Kubernetes control plane for hyperscaling needs.
Supports Kubernetes: 1.30+
The goal of the project is to rework controller management mechanisms in Kubernetes to provide more control over the management of resources, with a goal of achieving control of over 100,000+ nodes/resources. Close compliance with Kubernetes (K8S) is desired.
That's why the project provides an extension of K8S API server and comes with a suite of additional commands to control the resource synchronization process, like OpenTofu does, with three separate steps:
- Write: Describe necessary resources, which can be cloud resources but also other parts of an infrastructure.
- Plan: Create an execution plan describing the infrastructure it will create, update, and delete, based on the configuration and existing infrastructure.
- Apply: On approval, perform proposed operations in the correct order, respecting resource dependencies.
Kubernetes does not handle the management of hyperscale numbers of resources well.
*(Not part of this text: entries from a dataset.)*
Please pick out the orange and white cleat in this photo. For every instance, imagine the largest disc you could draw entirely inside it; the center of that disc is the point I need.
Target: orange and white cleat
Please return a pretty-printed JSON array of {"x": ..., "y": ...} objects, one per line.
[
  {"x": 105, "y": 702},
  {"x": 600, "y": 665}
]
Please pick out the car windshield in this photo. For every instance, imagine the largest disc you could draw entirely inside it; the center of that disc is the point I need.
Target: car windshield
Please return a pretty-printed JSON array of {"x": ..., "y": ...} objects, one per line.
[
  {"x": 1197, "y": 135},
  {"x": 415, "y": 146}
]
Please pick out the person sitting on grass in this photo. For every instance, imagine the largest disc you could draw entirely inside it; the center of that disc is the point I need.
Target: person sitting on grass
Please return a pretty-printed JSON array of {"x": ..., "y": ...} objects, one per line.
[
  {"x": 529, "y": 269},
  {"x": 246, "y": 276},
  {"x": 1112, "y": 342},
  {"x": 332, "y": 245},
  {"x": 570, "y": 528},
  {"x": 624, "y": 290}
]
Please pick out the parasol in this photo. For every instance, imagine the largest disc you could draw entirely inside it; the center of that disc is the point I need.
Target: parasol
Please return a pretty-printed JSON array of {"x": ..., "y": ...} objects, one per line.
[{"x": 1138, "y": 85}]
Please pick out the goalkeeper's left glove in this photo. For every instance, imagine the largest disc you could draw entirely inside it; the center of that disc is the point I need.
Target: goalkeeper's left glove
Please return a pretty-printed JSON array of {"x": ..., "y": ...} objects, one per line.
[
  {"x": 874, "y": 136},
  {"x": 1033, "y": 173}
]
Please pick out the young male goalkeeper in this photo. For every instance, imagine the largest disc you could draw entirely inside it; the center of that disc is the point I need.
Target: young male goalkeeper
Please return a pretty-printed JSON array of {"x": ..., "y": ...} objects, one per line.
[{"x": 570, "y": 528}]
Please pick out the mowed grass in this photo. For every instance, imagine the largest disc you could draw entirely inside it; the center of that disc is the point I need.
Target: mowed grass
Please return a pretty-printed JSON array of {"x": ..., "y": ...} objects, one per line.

As stated in the documentation for version 1.30.0, it can support up to:
- 5,000 nodes
- 150,000 pods
Even though higher numbers are possible, e.g., done by Google, it's still an order of magnitude lower than hyperscale level clusters with 100,000+ nodes.
Even though containers are perceived to be the basis for modern infrastructure, K8S pods abstraction does not work well with non-container architectures like serverless or bare-metal. The project tries to abstract away the concept of pods and containers as it limits possible infrastructures it can support, especially hyperscaler ones, that can encompass VMs, bare metal with custom configuration scripts, and serverless.
Kubernetes synchronizes the desired state to the real state via reconciliation loops:
flowchart LR
DS(((Desired State)))-- Take actions -->OS(((Observed State)));
OS -- Observe changes --> DS;
The reason for having this automatic loop is to be able to react to a dynamically changing environment. If a lost machine is detected, and it's determined that pods are no longer available, the cluster tries to restore automatically to its desired state.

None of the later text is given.